The Earl of Ranelagh acquainted the House that he had, in command from his Majesty, a Message to deliver to this House, signed by his Majesty, and all of his own handwriting: which the said Earl delivered in to Mr. Speaker, who read the same to the House, and is as followeth, viz:

“WILLIAM R.

“His Majesty is pleased to let the House know that the necessary preparations are made for transporting the guards, who came with him into England; and that he intends to send them away immediately, unless, out of consideration to him, the Bouse be disposed to find a way for continuing them longer in his service, which his Majesty would take very kindly.”

Upon which, a question being proposed that a day be appointed to consider of his Majesty’s said Message, the question was put, that that question be now put; and it passed in the negative.

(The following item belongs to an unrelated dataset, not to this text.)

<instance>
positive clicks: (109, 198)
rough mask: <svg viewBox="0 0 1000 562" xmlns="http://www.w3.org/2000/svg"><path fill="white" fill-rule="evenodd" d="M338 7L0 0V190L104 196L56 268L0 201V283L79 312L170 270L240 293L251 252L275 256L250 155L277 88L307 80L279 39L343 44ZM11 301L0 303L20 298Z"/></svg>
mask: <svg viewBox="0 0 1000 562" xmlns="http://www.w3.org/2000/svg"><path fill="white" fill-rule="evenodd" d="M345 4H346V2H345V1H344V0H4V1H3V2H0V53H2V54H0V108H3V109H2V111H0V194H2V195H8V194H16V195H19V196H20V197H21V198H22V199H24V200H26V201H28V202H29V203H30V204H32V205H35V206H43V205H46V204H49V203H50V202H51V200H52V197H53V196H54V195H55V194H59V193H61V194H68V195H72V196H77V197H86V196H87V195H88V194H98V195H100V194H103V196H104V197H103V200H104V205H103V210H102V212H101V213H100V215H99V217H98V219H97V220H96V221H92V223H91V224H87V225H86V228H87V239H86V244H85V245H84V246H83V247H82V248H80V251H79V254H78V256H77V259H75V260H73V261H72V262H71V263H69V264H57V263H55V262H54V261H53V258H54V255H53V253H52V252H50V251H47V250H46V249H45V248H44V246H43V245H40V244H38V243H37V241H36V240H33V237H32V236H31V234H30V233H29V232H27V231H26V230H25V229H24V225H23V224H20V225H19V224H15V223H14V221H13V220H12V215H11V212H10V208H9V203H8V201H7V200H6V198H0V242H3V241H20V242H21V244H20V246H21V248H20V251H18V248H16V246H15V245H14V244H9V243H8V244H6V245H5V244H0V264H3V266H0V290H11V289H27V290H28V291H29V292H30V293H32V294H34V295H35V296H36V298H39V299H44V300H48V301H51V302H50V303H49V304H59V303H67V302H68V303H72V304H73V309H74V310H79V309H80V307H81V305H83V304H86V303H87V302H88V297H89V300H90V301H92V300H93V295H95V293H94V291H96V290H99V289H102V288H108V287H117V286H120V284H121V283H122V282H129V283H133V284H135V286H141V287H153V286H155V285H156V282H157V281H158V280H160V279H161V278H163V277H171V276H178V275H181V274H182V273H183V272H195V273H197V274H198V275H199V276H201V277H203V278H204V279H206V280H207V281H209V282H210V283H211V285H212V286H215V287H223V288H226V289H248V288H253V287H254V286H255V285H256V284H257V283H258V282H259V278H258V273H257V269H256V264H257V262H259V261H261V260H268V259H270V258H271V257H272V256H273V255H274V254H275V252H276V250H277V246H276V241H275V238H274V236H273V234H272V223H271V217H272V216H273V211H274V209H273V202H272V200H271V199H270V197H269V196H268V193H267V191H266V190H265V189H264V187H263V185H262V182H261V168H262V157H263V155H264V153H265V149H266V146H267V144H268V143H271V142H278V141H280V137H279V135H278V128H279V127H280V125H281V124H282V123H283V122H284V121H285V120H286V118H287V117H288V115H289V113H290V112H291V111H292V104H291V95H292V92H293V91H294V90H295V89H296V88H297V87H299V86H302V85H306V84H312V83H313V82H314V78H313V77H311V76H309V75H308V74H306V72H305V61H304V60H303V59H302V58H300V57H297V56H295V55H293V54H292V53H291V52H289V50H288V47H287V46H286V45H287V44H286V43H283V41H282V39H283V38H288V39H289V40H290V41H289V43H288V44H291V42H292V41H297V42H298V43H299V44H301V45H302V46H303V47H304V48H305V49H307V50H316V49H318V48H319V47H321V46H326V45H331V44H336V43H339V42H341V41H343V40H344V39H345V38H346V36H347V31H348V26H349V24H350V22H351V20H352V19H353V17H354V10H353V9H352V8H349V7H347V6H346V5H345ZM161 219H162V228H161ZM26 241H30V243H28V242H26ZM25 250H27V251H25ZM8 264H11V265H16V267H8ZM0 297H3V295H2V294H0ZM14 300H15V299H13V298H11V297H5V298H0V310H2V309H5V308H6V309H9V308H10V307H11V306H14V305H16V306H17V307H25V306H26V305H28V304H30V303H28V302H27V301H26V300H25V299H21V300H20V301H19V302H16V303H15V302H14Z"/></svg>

20th of MARCH, 1698. The Lord Norris reported from the Committee appointed on Saturday last to draw up an humble Address to be presented to his Majesty, that they had drawn up an Address accordingly, which he read in his place, and afterwards delivered in at the Clerk’s table, where the same was read, and is as followeth:

“MOST GRACIOUS SOVEREIGN: We, your Majesty’s most dutiful and loyal subjects, the Commons in this present Parliament assembled, do, with unfeigned zeal to your Majesty’s person and Government, (which God long preserve,) most humbly represent:

“That the passage of the late act for disbanding the Army gave great satisfaction to your subjects; and the punctual execution thereof will prevent all occasion of distrust or jealousy between your Majesty and your people.

“It is, sir, to your loyal Commons an unspeakable grief, that anything should be asked by your Majesty’s message to which they cannot consent, without doing violence to that Constitution your Majesty came over to restore and preserve, and did at that time, in your gracious declaration, promise that all those foreign forces which came over with you should be sent back. In duty, therefore, to your Majesty, and to discharge the trust reposed in us, we crave leave to lay before you, that nothing conduceth more to the happiness and welfare of this kingdom than an entire confidence between your Majesty and your people; which can no way be so firmly established as by entrusting your sacred person with your own subjects, who have so eminently signalized themselves on all occasions during the late long and expensive war.”